The points below are some of the important takeaways in connection with GW:
- GW is caused by humans and can be stopped by humans.
- If CO2 were visible, the Earth would be dark! During the industrial age, the CO2 concentration in the air increased from 280 ppm to 412 ppm, and GW reached 1.2°C. I estimate that GW will rise by another 0.25°C per decade. Today the weight of the yearly greenhouse gas emission equals the weight of a million Empire State Buildings, and the daily per capita emission is 13 kg. This cannot go on!
- The excess heat our planet is absorbing today is roughly the same as the energy released by five Hiroshima bombs exploding every second.
- The events we are experiencing today—flooding, rainstorms, hurricanes, wildfires, extremely cold days due to polar vortexes, and so on—are mostly the consequences of the atmospheric changes.
- The mass of the oceans is hundreds of times greater than that of the atmosphere; therefore, their effects will come later and be much greater. The gigantic heat conveyor belts of the ocean currents bring heat from the tropics toward the poles and move solar heat down below the surface. If GW reduces these flows, that will upset the heat balance of the planet. GW is already increasing oceanic evaporation (7% per °C), acidification (30% since 1900), ice melting, and the killing of coral reefs, which provide oxygen for us and a healthy habitat for sea life. Most estimates do not fully consider these effects.

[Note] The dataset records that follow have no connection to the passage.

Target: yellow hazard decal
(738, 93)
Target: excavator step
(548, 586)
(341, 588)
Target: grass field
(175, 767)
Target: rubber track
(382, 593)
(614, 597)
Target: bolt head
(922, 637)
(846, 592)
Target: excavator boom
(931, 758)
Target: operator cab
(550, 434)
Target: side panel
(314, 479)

- The effects of GW tipping points, such as gigantic methane releases as permafrost melts or ocean degassing as CO2 solubility drops, are also often neglected.

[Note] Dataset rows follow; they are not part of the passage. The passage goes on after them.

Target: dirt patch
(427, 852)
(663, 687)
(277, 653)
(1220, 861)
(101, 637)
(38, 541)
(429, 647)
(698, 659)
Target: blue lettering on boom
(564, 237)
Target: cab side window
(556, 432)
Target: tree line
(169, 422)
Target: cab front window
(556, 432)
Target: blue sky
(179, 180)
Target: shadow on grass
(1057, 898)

- It is mostly understood that our lifestyle must change in many ways, but other needed changes are not well known. For example, we should start cooling the planet by “whitening” the human footprint by increasing the solar reflectability of our roofs, roads, building surfaces, and agriculture. Also, we should focus on mitigating GW and reduce our investments in adapting to it.
- Finally, we should subsidize the development of newer technologies like the use of two-directional heat pumps; green energy transport under the oceans and elsewhere; the designs of gridless, fully distributed energy supply technologies; and centralized district heating of cities.
Are you optimistic or pessimistic about the future??
In spite of the Ukraine war, GW reached 1.2°C in 2023, and if left uncontrolled, it will reach the Paris limit of 1.5°C by 2030. Also, the risk that the “energy war” could lead to nuclear ones makes me pessimistic.
Fortunately, I know that if we start taxing greenhouse gas emissions and invest the collected sum (approximately 1% of the global GDP) in converting to a green economy, GW can be kept under 2°C. I also know that while the green infrastructure is constructed, there will be an unprecedented economic boom we have not seen since the Marshall Plan at the end of WW2. This, and the fact that we know what needs to be done and we know how to do it, makes me optimistic.
I am also optimistic because the free market forces are already supporting our efforts, as evidenced by the dropping cost of green energy and the increase in its share in the total energy mix. Also, our children are smart enough to follow the example of our stone age ancestors who switched to bronze, not because they ran out of stone but because bronze was better.
The main message of my book is that green energy is better!